Nvidia’s Omniverse: The Metaverse is a network not a destination

richard-kerris-nvidia-june-2022

“People will start to see the ability to experience locations,” as a first experience of the Metaverse, says Nvidia executive Richard Kerris, things like walking around a prospective hotel room before booking. Probably, though, the Metaverse will creep up on us like the Web did, so that “it almost happened when you didn't know it.”

Tiernan Ray for ZDNet

When it was first introduced by Meta's Mark Zuckerberg last fall, there was skepticism in some corners about The Metaverse, the systems of avatars and virtual worlds that Zuckerberg is building and that he says will be the next version of the Internet. 

Richard Kerris, who runs a team of a hundred people at chip giant Nvidia that is building technology for The Metaverse, known as Omniverse (more here), is not at all skeptical about that future world. 

He is skeptical about one thing, though. 

“The only thing I'm skeptical about is how people tend to talk about it,” Kerris told ZDNet, on a recent trip through New York City to meet with developers.

“People are misinterpreting Metaverse as a destination, a virtual world, a this or that,” Kerris observed. “The Metaverse is not a place, it's the network for the next version of the Web.

“Just replace the word ‘Metaverse' with the word ‘network,' it'll start to sink in.”

The “network,” in the sense that Kerris uses it, is a kind of sinewy technology that will bind together rich media on many Web sites, especially 3-D content. 

Also: At CES 2022, Nvidia sets the stage for AI everywhere

“In much the same way the Web unified so many things […] the next generation of that Web, the core underlying principles of that will be 3-D, and with that comes the challenge of making that ubiquitous between virtual worlds.

“The end result would be, in much the same way you can go from any device to any Web site without having to load something in — remember the old days, What browser do you have, what extension, etc. — all that went away with HTML being ratified — when we can do that with 3-D, it's going to be transformative.”

No surprise, being from Nvidia, which sells the vast majority of graphics chips (GPUs) to render 3-D, Kerris makes the point that “we live in a 3-D world, we think in 3-D” but the Web is a 2-D reality. “It's limited,” he said, with islands of 3-D rendering capabilities that never interconnect.

Also: Nvidia expands Omniverse with a new GPU, new collaborations

“The consistency of the connected worlds is what is the magic that's taking place,” he said. “I can teleport from one world to another, and I don't have to describe it each time that I build it.”

The analog to HTML for this new 3-D ecosystem is something called “USD,” universal scene description.

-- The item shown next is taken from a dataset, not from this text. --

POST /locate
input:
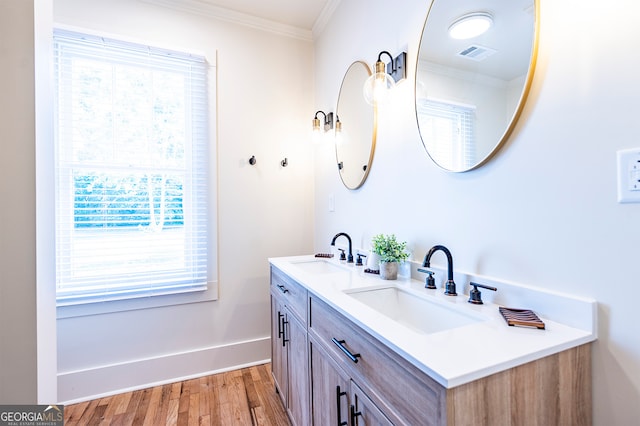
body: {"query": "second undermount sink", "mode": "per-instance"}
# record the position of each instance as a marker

As ZDNet‘s Stephanie Condon has written, USD is an interchange framework invented by Pixar in 2012, which was released as open-source software in 2016, providing a common language for defining, packaging, assembling and editing 3D data. 

(Kerris, an Apple veteran, has something of a spiritual tie to Pixar, if not actual, having worked at LucasFilm for several years in the early Naughts. See more in his LinkedIn profile.

USD is capable of describing numerous things in a 3-D environment, from lighting to physics behavior of falling objects. 

In practice, Kerris imagines the Omniverse-enabled, USD-defined Metaverse as a road trip where people hop from one 3-D world to the next as effortlessly as browsing traditional sites. “I can go from a virtual factory to a virtual resort to a virtual conference room to a virtual design center, to whatever,” says Kerris.

Also: Nvidia's new Omniverse tools will make it easier than ever to build virtual worlds

Within those environments, 3-D rendering will allow people to move past cumbersome sneaker-net of file sharing. “And it allows a lot more capability in what I do,” he said, offering the example of product designers. 

“With Metaverse, and ubiquitous plumbing for 3-D, we'll be in that 3-D environment, at the same time, and rather than sharing a Web page, we can move around, you can look at something on this side of the product, I can be looking at something else, but it's like we're in the same room at the same time.”

Nvidia, says Kerris, started down the path on USD six or seven years ago “because we simulate everything we build [at Nvidia] before we build it in the physical world,” he said. Nvidia has peers in industry working on realizing technology, including Ericsson, which wants to simulate antennae. “They all want a reality simulation,” he says of companies in the USD fold. 

Using the technology, said Kerris, one can go much deeper into the realm of digital twins, simulations of products and structures that allow for intervention, experimentation, and observation.

“Until the advent of consistent plumbing, it was done in a representative mode,” such as an illustration of a building in Autodesk. “It wasn't true to reality, I couldn't show you exactly how it would be in a windstorm,” which isn't good because, as he put it, “I want to be damn straight about stuff I'm building in the physical world.”

The “core base of situation that's true to reality,” using USD, will allow designers to more accurately simulate, backward and forward, including things such as tensile strength. 

“I'd love to have a house that's structurally sound before I design the marble finish,” he observed. “If I'm building a digital twin of a house I'm building, it's layers of stuff on there, things for structural engineers, and polish that others are going to come in and finish.” The important thing is knowing it's “true to reality” for materials and things holding the structure together, he said.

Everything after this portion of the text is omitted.